Anamnesis (auto dan aloanamnesis), meliputi14 :

1) Gejala sebelum, selama dan paska bangkitan

a) Keadaan penyandang saat bangkitan : duduk / berdiri /

berbaring / tidur / berkemih.

b) Gejala awitan (aura, gerakan / sensasi awal / speech

arrest).

c) Apa yang tampak selama bangkitan (Pola / bentuk

bangkitan) : gerakan tonik / klonik, vokalisasi,

otomatisme, inkontinensia, lidah tergigit, pucat,

berkeringat, maupun deviasi mata.

d) Keadaan setelah kejang : bingung, terjaga, nyeri kepala,

tidur, gaduh gelisah, atau Todd’s paresis.

e) Apakah terdapat lebih dari satu pola bangkitan, atau

terdapat perubahan pola bangkitan.

2) Ada / tidaknya penyakit lain yang diderita sekarang, maupun

riwayat penyakit neurologik dan riwayat penyakit psikiatrik

maupun penyakit sistemik yang mungkin menjadi penyebab.

3) Usia awitan, durasi, frekuensi bangkitan, dan interval

terpanjang antar bangkitan.

4) Riwayat bangkitan neonatal / kejang demam.

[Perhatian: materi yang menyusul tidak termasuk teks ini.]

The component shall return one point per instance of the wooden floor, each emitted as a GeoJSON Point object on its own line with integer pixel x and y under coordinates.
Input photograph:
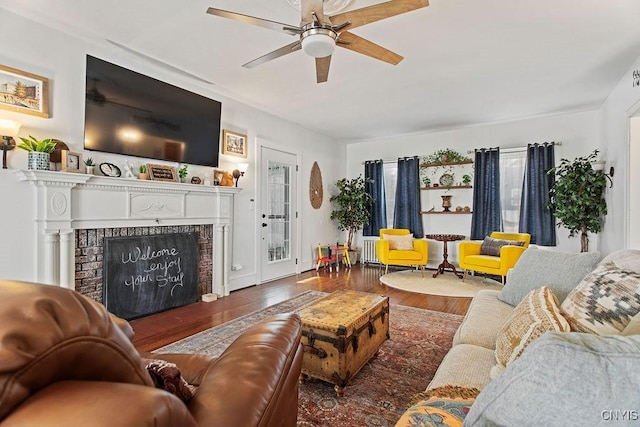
{"type": "Point", "coordinates": [164, 328]}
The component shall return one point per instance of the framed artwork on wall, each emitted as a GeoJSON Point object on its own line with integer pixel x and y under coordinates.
{"type": "Point", "coordinates": [24, 92]}
{"type": "Point", "coordinates": [234, 144]}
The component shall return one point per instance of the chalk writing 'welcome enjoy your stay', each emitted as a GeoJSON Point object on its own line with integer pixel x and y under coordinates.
{"type": "Point", "coordinates": [161, 267]}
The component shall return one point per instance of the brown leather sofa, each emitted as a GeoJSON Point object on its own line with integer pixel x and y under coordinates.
{"type": "Point", "coordinates": [65, 361]}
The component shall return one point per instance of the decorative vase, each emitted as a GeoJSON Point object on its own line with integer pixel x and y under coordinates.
{"type": "Point", "coordinates": [446, 202]}
{"type": "Point", "coordinates": [38, 160]}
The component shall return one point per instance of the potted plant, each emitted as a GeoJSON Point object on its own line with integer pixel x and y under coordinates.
{"type": "Point", "coordinates": [89, 166]}
{"type": "Point", "coordinates": [39, 152]}
{"type": "Point", "coordinates": [577, 197]}
{"type": "Point", "coordinates": [352, 207]}
{"type": "Point", "coordinates": [182, 172]}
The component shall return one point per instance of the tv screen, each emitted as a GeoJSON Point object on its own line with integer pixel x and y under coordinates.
{"type": "Point", "coordinates": [136, 115]}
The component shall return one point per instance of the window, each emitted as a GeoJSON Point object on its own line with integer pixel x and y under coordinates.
{"type": "Point", "coordinates": [390, 180]}
{"type": "Point", "coordinates": [512, 164]}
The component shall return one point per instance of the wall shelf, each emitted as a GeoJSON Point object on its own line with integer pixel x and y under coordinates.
{"type": "Point", "coordinates": [444, 213]}
{"type": "Point", "coordinates": [453, 187]}
{"type": "Point", "coordinates": [432, 165]}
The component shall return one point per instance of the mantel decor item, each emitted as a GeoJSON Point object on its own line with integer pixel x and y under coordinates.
{"type": "Point", "coordinates": [71, 161]}
{"type": "Point", "coordinates": [39, 152]}
{"type": "Point", "coordinates": [89, 166]}
{"type": "Point", "coordinates": [234, 144]}
{"type": "Point", "coordinates": [446, 202]}
{"type": "Point", "coordinates": [24, 92]}
{"type": "Point", "coordinates": [162, 173]}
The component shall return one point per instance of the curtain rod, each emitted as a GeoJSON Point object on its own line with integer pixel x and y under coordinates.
{"type": "Point", "coordinates": [504, 150]}
{"type": "Point", "coordinates": [513, 149]}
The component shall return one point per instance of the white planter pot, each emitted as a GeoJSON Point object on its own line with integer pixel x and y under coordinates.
{"type": "Point", "coordinates": [37, 160]}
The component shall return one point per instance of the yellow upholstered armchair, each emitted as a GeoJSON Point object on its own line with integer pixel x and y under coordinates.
{"type": "Point", "coordinates": [398, 247]}
{"type": "Point", "coordinates": [495, 255]}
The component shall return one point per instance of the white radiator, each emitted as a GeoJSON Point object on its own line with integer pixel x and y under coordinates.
{"type": "Point", "coordinates": [368, 255]}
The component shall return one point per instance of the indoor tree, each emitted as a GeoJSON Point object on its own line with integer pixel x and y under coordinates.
{"type": "Point", "coordinates": [353, 204]}
{"type": "Point", "coordinates": [577, 197]}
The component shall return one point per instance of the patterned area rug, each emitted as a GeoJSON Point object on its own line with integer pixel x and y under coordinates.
{"type": "Point", "coordinates": [446, 284]}
{"type": "Point", "coordinates": [378, 395]}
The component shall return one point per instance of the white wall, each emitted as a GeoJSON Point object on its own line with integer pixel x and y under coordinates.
{"type": "Point", "coordinates": [61, 58]}
{"type": "Point", "coordinates": [578, 133]}
{"type": "Point", "coordinates": [623, 102]}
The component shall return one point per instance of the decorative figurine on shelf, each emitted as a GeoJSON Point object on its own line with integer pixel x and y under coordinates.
{"type": "Point", "coordinates": [89, 166]}
{"type": "Point", "coordinates": [128, 171]}
{"type": "Point", "coordinates": [446, 202]}
{"type": "Point", "coordinates": [182, 172]}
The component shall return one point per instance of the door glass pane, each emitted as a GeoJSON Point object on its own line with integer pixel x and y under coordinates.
{"type": "Point", "coordinates": [279, 216]}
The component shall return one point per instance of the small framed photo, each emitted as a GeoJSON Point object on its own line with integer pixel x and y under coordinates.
{"type": "Point", "coordinates": [162, 173]}
{"type": "Point", "coordinates": [70, 161]}
{"type": "Point", "coordinates": [24, 92]}
{"type": "Point", "coordinates": [234, 144]}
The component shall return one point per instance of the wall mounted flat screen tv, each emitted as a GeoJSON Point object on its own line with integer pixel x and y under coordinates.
{"type": "Point", "coordinates": [136, 115]}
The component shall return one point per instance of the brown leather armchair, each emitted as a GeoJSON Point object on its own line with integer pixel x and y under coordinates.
{"type": "Point", "coordinates": [64, 360]}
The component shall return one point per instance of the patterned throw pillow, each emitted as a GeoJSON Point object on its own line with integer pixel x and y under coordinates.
{"type": "Point", "coordinates": [402, 242]}
{"type": "Point", "coordinates": [442, 406]}
{"type": "Point", "coordinates": [491, 246]}
{"type": "Point", "coordinates": [536, 314]}
{"type": "Point", "coordinates": [604, 302]}
{"type": "Point", "coordinates": [167, 376]}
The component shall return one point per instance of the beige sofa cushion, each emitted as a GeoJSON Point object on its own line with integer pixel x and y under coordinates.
{"type": "Point", "coordinates": [537, 313]}
{"type": "Point", "coordinates": [483, 321]}
{"type": "Point", "coordinates": [465, 365]}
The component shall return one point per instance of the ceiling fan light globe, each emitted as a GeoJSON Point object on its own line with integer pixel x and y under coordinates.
{"type": "Point", "coordinates": [318, 45]}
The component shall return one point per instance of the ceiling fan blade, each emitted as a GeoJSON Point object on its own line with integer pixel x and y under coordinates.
{"type": "Point", "coordinates": [284, 50]}
{"type": "Point", "coordinates": [378, 12]}
{"type": "Point", "coordinates": [307, 8]}
{"type": "Point", "coordinates": [322, 69]}
{"type": "Point", "coordinates": [365, 47]}
{"type": "Point", "coordinates": [246, 19]}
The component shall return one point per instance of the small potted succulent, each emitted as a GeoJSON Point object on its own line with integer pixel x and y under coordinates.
{"type": "Point", "coordinates": [39, 152]}
{"type": "Point", "coordinates": [89, 166]}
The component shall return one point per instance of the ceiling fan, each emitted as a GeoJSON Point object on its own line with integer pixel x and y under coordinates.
{"type": "Point", "coordinates": [318, 36]}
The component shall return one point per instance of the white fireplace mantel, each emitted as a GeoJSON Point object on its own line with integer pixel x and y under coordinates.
{"type": "Point", "coordinates": [66, 202]}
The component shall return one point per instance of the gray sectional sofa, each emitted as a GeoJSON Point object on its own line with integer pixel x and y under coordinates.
{"type": "Point", "coordinates": [536, 388]}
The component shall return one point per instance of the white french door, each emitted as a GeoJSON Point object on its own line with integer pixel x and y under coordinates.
{"type": "Point", "coordinates": [278, 217]}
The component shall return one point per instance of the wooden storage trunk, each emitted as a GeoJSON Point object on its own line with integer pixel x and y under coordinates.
{"type": "Point", "coordinates": [340, 333]}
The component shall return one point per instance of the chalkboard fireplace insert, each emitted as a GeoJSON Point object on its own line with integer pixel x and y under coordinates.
{"type": "Point", "coordinates": [143, 275]}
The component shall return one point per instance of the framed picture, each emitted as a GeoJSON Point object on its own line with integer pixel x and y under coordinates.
{"type": "Point", "coordinates": [234, 144]}
{"type": "Point", "coordinates": [162, 173]}
{"type": "Point", "coordinates": [70, 161]}
{"type": "Point", "coordinates": [24, 92]}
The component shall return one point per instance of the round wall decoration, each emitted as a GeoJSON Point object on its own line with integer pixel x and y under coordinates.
{"type": "Point", "coordinates": [315, 186]}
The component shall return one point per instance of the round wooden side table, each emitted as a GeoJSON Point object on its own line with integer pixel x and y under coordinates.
{"type": "Point", "coordinates": [444, 238]}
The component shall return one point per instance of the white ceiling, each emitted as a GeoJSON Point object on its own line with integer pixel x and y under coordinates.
{"type": "Point", "coordinates": [466, 62]}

b. Pemeriksaan fisik umum dan neurologis

Pemeriksaan fisik harus menepis sebab-sebab terjadinya

serangan dengan menggunakan umur dan riwayat penyakit

sebagai pegangan. Pada pasien anak, pemeriksa harus

memperhatikan adanya keterlambatan perkembangan,

organomegali, dan perbedaan ukuran antara anggota tubuh dapat

menunjukkan awal gangguan pertumbuhan otak unilateral.6

c. Pemeriksaan penunjang

1) Pemeriksaan laboratorium

Perlu diperiksa kadar glukosa, kalsium, magnesium,

natrium, bilirubin, dan ureum dalam darah. Keadaan seperti

Hiponatremia , hipoglikemia, hipomagnesia, uremia, dan

hepatik ensefalopati dapat mencetuskan timbulnya serangan

kejang. Pemeriksaan serum elektrolit bersama dengan

glukose, kalsium, magnesium, Blood Urea Nitrogen,

kreatinin dan test fungsi hepar mungkin dapat memberikan

petunjuk yang sangat berguna.19,20

2) Elektro ensefalografi (EEG)

Elektroensefalograf ialah alat yang dapat merekam

aktifitas listrik di otak melalui elektroda yang ditempatkan

dikulit kepala. Kelainan EEG yang sering dijumpai pada

penderita epilepsi disebut epileptiform discharge atau

epileptiform activity. Pemeriksaan EEG harus dilakukan pada

semua pasien epilepsi dan merupakan pemeriksaan

penunjang yang paling sering dilakukan untuk rnenegakkan

diagnosis epilepsi.4,6,11

Adanya kelainan fokal pada EEG menunjukkan

kemungkinan adanya lesi struktural di otak, sedangkan

adanya kelainan umum pada EEG menunjukkan

kemungkinan adanya kelainan genetik atau metabolik.6

Rekaman EEG dikatakan abnormal ditentukan atas

dasar adanya6 :

a) Asimetris irama dan voltase gelombang pada daerah

yang sama di kedua hemisfer otak.

b) Irama gelombang tidak teratur, irama gelombang lebih

lambat dibanding seharusnya misal gelombang delta.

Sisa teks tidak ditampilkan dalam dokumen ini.